In agreement with our results, according to Menshawi and Fahim, the time to the first postoperative analgesic requirement was significantly longer in group D when compared with groups L and C (Menshawi and Fahim 2019).

But in the study by Bakan et al., they found that intraoperative administration of the intravenous dexmedetomidine and lidocaine was associated with decreased postoperative opioid use in laparoscopic cholecystectomy and delayed the first rescue analgesia up to 6 h postoperatively compared with conventional opioid-based anesthesia (Bakan et al. 2015).

In this study, the required dose of postoperative analgesia paracetamol, voltaren, or pethidine in group X was significantly higher than in group D. Dexmedetomidine contains analgesic properties therefore reducing opioid requirements intraoperatively as well as postoperatively. The present study is supported by previous studies; the intravenous dexmedetomidine infusion reduced the requirement for fentanyl in the PACU (Park et al. 2012; Kaur and Singh 2011; Feld et al. 2006).

Similarly, Garg and colleagues found a 54% decrease in opioid requirement post-operatively when dexmedetomidine was used (Garg et al. 2016).

But discordances with study by Anis et al. found that the total dose of pethidine given to patients in both lidocaine and dexmedetomidine groups was less than 50 mg, and this was statistically non-significant (Anis et al. 2016).

Limitation of this study included small sample size; we did not measure the serum level of lidocaine as the loading and maintenance dose was similar to previous studies that reported no detectable side effects. Also, the effect of both drugs was not seen in hypertensive and cardiac patients as those patients were excluded from the study although they have apriority of pain control, and pain assessment was done only at rest only in this study and not during active movement.
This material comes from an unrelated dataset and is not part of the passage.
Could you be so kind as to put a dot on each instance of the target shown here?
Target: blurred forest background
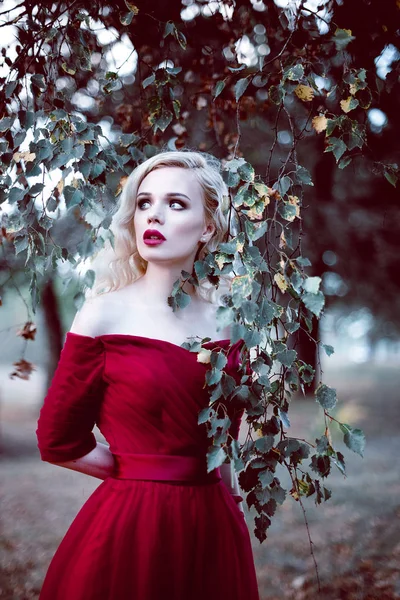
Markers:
(350, 232)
Further studies on a larger sample size were recommended, and using different doses of both drugs may be helpful to detect an optimal dose of lidocaine and dexmedetomidine. It will be more useful to study in high-risk hypertensive and cardiac patients and to correlate between uses of either drugs and plasma catecholamine levels, which reflected the stress response, and it was necessary to evaluate postoperative pain on movement in farther studies.

Conclusion

Our results suggest the unique role of dexmedetomidine infusion added to routine general anesthesia in significantly decreased postoperative pain intensity and decreased the need for rescue analgesics than lidocaine infusion, among patients that underwent lumbar fixation surgery.